(ANI)
This comes just ahead of President Barack Obama's long-awaited address on drones at Washington's National Defence University on Thursday.
Bruce Riedel, a former CIA analyst and Brookings Institution scholar, said in Foreign Policy magazine there were many reasons for the declining number of strikes in Pakistan, said a report in the New York Times.
Riedel said that at the top of the list is a growing awareness of the cost of drone strikes in US-Pakistan relations. They are deadly to any hope of reversing the downward slide in ties with the fastest growing nuclear weapons state in the world, he added.
Current and former officials say the reasons include a shrinking list of important Al Qaeda targets, a result of the success of past strikes and transient factors ranging from bad weather to diplomatic strains. But more broadly, the decline may reflect a changing calculation of the long-term costs and benefits of targeted killings.
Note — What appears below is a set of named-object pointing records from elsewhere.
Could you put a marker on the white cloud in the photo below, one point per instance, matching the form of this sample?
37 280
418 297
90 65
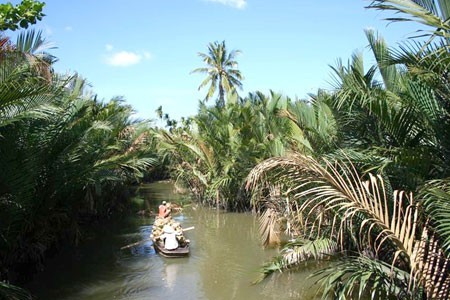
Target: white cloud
109 47
240 4
124 58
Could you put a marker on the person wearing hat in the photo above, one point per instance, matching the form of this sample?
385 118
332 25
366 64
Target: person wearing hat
169 238
163 210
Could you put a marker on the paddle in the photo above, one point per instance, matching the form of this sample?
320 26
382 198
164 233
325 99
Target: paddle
146 240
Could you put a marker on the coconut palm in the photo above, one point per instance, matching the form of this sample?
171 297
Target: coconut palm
432 13
387 245
221 70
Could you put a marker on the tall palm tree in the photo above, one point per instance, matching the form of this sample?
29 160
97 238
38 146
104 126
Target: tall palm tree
221 71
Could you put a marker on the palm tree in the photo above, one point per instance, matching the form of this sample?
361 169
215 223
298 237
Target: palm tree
221 71
387 242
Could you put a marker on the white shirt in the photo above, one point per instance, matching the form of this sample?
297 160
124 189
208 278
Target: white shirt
170 242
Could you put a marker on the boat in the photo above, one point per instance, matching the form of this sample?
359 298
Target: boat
178 252
168 225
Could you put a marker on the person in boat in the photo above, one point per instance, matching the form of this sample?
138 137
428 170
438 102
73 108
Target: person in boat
163 210
169 237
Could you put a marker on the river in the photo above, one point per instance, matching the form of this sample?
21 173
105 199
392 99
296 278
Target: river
225 257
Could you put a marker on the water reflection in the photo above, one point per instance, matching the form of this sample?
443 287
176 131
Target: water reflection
225 257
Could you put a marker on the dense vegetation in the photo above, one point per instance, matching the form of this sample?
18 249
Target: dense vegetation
65 157
359 174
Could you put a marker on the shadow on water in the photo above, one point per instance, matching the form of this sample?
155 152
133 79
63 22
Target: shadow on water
225 257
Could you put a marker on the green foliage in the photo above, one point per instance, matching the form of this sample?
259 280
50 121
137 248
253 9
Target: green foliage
65 157
221 70
20 16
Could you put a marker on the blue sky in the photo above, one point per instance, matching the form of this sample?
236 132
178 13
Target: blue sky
144 50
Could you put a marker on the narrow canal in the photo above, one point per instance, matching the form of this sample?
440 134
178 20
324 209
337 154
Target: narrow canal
225 257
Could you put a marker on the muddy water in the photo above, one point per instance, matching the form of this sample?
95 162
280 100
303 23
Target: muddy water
225 258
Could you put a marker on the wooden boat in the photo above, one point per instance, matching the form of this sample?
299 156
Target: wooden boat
179 252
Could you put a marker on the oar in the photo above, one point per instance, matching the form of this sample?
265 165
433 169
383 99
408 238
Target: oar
146 240
135 244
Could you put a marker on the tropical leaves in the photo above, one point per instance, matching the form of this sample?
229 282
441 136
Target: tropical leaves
361 216
221 70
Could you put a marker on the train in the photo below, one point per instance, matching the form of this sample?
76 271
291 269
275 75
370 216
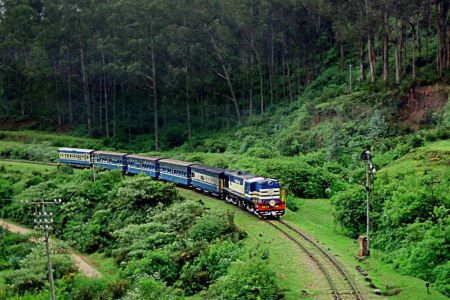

Obama administration officials have sometimes contrasted the drone programme's relative precision, economy and safety for Americans with the huge costs in lives and money of the two wars in Iraq and Afghanistan.
Over time, however, the costs of the drone strikes themselves have become more evident.
Reports of innocent civilians killed by drones have shaken the claims of precise targeting. The strikes have become a staple of Al Qaeda propaganda, cited to support the notion that the United States is at war with Islam.
They have been described by convicted terrorists as a motivation for their crimes, including the failed attack on a Detroit-bound airliner in 2009 and the attempted car bombing of Times Square in 2010, the report said.